Il a commencé à sourire en se tournant pour me faire face correctement
"Je t'ai acheté ce téléphone, tu es sous mon toit et aussi sous ma garde. Tu es ma petite amie, je suis le seul que tu connaisses dans cette grande ville. Je suis ta seule famille, en gros. Est-ce que tout cela n'a pas de sens pour toi ? J'ai le droit de tout savoir ce qui se passe dans ta vie. Tu ne sais pas combien je dépense en une semaine juste pour prendre soin de toi et aussi pour l'alimentation. Alors, tu dois vraiment t'habituer à ce que je te souffle dans le cou... c'est si tu ne l'as pas déjà fait..."
Il s'est éloigné et j'ai rapidement éteint mon téléphone.
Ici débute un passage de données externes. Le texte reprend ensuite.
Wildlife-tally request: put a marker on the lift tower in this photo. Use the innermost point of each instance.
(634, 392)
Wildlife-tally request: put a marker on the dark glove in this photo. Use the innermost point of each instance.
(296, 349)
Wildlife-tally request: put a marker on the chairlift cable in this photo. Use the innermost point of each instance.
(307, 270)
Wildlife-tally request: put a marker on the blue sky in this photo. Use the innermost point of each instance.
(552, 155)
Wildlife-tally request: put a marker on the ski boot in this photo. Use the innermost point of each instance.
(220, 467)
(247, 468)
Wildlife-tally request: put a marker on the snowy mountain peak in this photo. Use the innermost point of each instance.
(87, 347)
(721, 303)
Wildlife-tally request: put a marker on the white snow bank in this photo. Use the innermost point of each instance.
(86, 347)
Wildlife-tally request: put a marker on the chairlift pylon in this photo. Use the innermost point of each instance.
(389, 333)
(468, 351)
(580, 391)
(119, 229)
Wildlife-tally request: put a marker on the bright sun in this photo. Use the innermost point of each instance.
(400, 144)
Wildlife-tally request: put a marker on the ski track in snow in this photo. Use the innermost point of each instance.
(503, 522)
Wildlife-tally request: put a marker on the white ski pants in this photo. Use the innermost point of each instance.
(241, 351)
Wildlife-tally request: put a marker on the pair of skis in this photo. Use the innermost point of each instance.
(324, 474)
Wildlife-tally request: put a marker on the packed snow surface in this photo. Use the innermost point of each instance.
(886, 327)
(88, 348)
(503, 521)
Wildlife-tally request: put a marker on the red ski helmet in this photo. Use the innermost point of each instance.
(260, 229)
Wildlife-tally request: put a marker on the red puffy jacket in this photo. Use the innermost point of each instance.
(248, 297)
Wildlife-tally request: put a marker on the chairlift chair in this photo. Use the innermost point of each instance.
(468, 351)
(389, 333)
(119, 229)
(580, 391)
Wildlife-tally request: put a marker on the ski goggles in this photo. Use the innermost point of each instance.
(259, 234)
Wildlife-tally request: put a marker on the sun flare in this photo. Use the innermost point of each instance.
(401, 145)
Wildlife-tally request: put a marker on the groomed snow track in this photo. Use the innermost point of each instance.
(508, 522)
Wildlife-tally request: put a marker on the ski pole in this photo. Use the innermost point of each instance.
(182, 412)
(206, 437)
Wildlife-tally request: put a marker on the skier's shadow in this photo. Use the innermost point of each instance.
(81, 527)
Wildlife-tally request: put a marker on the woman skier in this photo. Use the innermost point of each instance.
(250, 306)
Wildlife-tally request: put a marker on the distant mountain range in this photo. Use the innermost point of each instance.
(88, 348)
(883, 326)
Après m'être baignée et préparée pour la nuit, je n'ai pas pu ignorer ce qu'il a dit.
"À chaque fois que nous avons une simple conversation, tu t'assures toujours de me rappeler comment tu prends soin de moi et tout. Tu fais en sorte que ça ressemble plus à une responsabilité. Si tu sens que je deviens un fardeau, s'il te plaît, fais-le moi savoir ou, mieux encore, puisque mon argent est aussi sous ta garde, n'hésite pas à l'utiliser. Je ne veux vraiment être un fardeau pour personne. Arrête de faire en sorte que ça ressemble à une responsabilité... s'il te plaît"
Louis a ri si longtemps avant de dire.
"Que peut faire ta petite allocation ? Tu es évidemment une novice... tu n'as pas encore compris comment ça marche. Ton argent est trop peu par rapport à ce que je dépense chaque semaine. C'est juste trop peu, Avril, mon amour. Tu penses probablement que tu as beaucoup d'argent sur ton compte, je déteste te dire que l'argent sur ton compte ne peut rien faire. Tu dois vraiment travailler plus dur et demander une autre augmentation. Tu peux même chercher un autre emploi qui paie beaucoup..."
"Mon argent n'est pas une allocation. Quand j'ai commencé à travailler, mon salaire était de 30k, ce qui a duré six mois avant d'être augmenté à 35k, ce qui est le salaire normal d'un employé. J'ai travaillé pendant vingt et un mois et tout mon salaire pendant tous ces mois t'a été envoyé, Louis, ainsi que d'autres allocations qui ont également été envoyées sur mon compte. Si je calcule correctement, je suis sûr que mon argent sera supérieur à 900k, si j'inclus les allocations et les primes annuelles, ce sera plus d'un million de nairas, donc tu ne peux pas appeler ça une allocation..."
Il a eu ce regard perplexe quand il m'a regardée.
"Tu bluffes, Avril. Ton argent n'est pas à la hauteur d'un tel montant, mais je ne suis pas prêt pour un tel débat. Aussi, pourquoi tous ces calculs inutiles ? Puisque tu sais que ton argent était en sécurité avec moi, à quoi bon calculer encore... tu ne me fais pas confiance ?
J'ai dit que oui et il n'y avait rien de mal à suivre mon argent. Et ce n'était qu'un calcul approximatif et pas exactement. S'il dit que mon argent n'est pas à un million, alors ça va quand même, mais au moins c'est plus de 700k
Louis avait ce regard fâché sur son visage, j'ai décidé d'abandonner le sujet.
Le lendemain, c'était un samedi. alors que Louis était dans la salle de bain en train de se préparer à partir, on a frappé à la porte.
Je suis allée ouvrir, j'ai failli m'évanouir quand j'ai vu Phillip debout devant la porte.
"Salut Avril, je suis là pour voir ton oncle..." Il m'a dit à moi qui était perplexe.